Biography List

Exile in Saint Helena and Death


Napoleon's tomb in the Invalides

Napoléon was imprisoned and then exiled by the British to the island of Saint Helena (2,800 km off the Bight of Guinea) starting on October 15, 1815. There, with a small cadre of followers, he dictated his memoirs and criticized his captors. In the last half of April 1821, he wrote out his own will and several codicils (a total of 40-odd pages) himself. His last words were: "France, the Army, Joséphine."
In 1955 the diaries of Louis Marchand, Napoleon's valet, appeared in print. He describes Napoléon in the months leading up to his death, and led many to conclude that he had been killed by arsenic poisoning.

Arsenic was at the time sometimes used as an undetectable poison, administered over a long period of time. In 2001 Pascal Kintz, of the Strasbourg Forensic Institute in France, added credence to this claim with a study of arsenic levels found in a lock of Napoleon's hair preserved after his death, with seven to thirty-eight times normal levels. More recent analysis on behalf of the magazine Science et Vie showed that similar concentrations of arsenic can be found in Napoléon's hair in samples taken from 1805, 1814 and 1821. The lead investigator (Ivan Ricordel, head of toxicology for the Paris Police) stated that if arsenic was the cause, he should have died years earlier.

Suffered from syphilis

Arsenic was also used in some wallpaper, as a green pigment, and even in some patent medicines, and the group suggested that the most likely source in this case was a hair tonic. Prior to the discovery of antibiotics, arsenic was also a widely used, but ineffective, treatment for syphilis. This has led to speculation that Napoléon might have suffered from syphilis. Napoléon married twice, first to Josephine de Beauharnais (whom he crowned as Empress Josephine, and by whom he had no heirs, leading to a divorce) and second to Archduchess Marie Louise of Austria, who became his second empress.

He had one child by Marie-Louise: Napoléon Francis Joseph Charles Bonaparte (1812-1833), King of Rome (known as Napoleon II of France although he never ruled). Napoléon also had at least two illegitimate children: Charles, Count Léon, (1806 - 1881) (son of Louise Catherine Eléonore Denuelle de la Plaigne 1787 - 1868) and Alexandre Joseph Colonna, Count Walewski, (1810 - 1868) (son of Maria, Countess Walewski 1789 - 1817), whom both had descendants.

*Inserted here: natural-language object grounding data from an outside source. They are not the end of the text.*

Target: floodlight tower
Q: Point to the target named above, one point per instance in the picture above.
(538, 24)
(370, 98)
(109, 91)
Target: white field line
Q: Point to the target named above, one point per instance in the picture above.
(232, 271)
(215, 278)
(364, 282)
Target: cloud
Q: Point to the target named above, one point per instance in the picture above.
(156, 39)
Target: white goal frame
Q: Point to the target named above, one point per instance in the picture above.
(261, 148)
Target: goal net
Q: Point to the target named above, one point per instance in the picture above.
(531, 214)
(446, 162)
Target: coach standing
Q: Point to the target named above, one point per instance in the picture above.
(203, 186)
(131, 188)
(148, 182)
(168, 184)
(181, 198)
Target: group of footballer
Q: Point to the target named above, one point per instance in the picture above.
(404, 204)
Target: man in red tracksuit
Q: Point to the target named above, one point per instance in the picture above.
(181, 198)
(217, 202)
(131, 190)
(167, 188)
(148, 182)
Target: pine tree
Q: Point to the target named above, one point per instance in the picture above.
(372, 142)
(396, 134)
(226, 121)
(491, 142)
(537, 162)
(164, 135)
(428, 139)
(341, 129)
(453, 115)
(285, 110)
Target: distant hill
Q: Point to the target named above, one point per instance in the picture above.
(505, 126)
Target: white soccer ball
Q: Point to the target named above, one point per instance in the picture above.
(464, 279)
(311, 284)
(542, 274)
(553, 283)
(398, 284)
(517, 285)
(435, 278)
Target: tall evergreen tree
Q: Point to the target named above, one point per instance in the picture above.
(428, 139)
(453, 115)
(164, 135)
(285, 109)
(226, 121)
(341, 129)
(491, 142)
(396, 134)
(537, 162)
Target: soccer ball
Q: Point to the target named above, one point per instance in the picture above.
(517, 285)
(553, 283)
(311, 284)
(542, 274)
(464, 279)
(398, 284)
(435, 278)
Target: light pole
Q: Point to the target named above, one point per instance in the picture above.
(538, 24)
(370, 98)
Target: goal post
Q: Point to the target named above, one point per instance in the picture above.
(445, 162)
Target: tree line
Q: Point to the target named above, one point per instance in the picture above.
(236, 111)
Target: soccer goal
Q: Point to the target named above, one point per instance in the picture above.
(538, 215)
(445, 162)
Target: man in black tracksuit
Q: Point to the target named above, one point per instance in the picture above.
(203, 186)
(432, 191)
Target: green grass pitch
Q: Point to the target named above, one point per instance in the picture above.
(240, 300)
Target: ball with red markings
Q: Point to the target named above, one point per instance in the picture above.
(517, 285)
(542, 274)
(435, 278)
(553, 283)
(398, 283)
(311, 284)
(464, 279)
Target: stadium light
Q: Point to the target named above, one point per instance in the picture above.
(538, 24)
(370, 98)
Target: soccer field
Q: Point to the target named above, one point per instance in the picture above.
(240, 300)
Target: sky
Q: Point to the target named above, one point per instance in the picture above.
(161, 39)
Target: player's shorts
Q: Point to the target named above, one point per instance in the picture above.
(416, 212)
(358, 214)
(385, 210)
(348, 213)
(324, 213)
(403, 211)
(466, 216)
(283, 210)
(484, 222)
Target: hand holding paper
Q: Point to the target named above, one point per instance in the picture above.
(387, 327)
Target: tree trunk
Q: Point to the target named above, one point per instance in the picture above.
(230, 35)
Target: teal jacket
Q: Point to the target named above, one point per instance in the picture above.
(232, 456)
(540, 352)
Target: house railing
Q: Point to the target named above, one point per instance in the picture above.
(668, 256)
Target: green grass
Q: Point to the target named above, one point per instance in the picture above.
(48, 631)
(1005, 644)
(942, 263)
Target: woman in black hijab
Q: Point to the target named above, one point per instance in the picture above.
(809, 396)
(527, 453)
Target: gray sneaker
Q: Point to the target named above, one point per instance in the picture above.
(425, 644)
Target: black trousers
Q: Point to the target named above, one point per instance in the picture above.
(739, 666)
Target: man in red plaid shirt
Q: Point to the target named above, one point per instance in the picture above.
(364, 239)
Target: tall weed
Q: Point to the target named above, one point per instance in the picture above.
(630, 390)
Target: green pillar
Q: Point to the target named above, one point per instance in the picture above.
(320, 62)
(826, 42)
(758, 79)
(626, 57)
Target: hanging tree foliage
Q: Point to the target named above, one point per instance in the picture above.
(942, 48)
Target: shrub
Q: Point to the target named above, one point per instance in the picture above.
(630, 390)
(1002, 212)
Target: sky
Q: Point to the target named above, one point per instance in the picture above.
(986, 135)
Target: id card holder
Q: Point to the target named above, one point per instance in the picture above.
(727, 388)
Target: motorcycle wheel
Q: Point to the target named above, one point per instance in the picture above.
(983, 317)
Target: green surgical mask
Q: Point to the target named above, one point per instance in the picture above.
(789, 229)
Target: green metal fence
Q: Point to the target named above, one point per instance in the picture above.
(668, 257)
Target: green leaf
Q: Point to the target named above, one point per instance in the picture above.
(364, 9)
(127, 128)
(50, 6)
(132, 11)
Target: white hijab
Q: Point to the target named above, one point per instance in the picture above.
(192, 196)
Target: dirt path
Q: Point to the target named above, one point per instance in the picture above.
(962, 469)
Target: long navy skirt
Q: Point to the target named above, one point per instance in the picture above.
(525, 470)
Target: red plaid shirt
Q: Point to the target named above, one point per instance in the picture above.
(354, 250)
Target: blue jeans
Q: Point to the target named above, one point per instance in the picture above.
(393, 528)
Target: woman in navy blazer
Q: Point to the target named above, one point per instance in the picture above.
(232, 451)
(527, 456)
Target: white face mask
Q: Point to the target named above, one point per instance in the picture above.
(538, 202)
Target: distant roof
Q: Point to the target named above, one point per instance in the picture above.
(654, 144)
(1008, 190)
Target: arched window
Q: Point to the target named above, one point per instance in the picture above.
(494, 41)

There is other information saying he had more illegitimate children, Emilie Louise Marie Francoise Josephine Pellapra, (daughter of Francoise-Marie LeRoy), Karl Eugin von Mühlfeld (son of Victoria Kraus), and Barthélemy St. Hilaire (unknown). Also Helene Napoleone Bonaparte (daughter of Countess Montholon). He had asked in his will to be buried on the banks of the Seine, but when he died in 1821 he was buried on Saint Helena. In 1840 his remains were taken to France and entombed in Les Invalides, Paris.